Angel Meadow Residential (Plot 2), Aspin Lane, Manchester. Archaeological Desk-based Assessment
2015
NOMA (GP) Ltd is devising proposals for the redevelopment of land encompassing Angel Meadow Park in the Shudehill area of central Manchester as part of the wider NOMA Regeneration scheme. The proposals allow for the redevelopment of five
separate landholdings. In order to facilitate the design and planning application process, NOMA (GP) Ltd commissioned Oxford Archaeology North to carry out an archaeological desk-based assessment of the study area. This was intended to establish, as far as possible, the nature and significance of the sub-surface archaeological resource within the area, and to establish the impact of any future
development upon this resource.
Whilst the archaeological potential of all the proposed development plots has been subject to detailed assessment, the present assessment has considered the potential for
below-ground archaeological remains in one of these areas, referred to as Plot 2, situated between Dantzic Street and Aspin Lane (centred on NGR 384354 399164).

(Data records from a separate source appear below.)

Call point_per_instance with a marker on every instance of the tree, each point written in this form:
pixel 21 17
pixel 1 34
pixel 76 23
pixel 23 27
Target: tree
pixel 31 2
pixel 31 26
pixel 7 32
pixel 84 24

This site almost certainly formed undeveloped agricultural land beyond the urban fringe of Manchester, although it appears to have been used by textile workers for
drying bleached and dyed cloth in late eighteenth century. The site developed subsequently as part of a residential district for Manchester’s expanding working class population, with the first terraced housing being erected in the early nineteenth century. The study area had been developed entirely for workers’ housing by the mid-
1820s, and gained notoriety as part of Angel Meadow, one of Manchester’s most deprived Victorian slums. Whilst some of the worst dwellings were abandoned or remodelled, most of the properties survived until the 1920s, although progressive demolition occurred thereafter and the entire plot had been cleared by the late 1940s.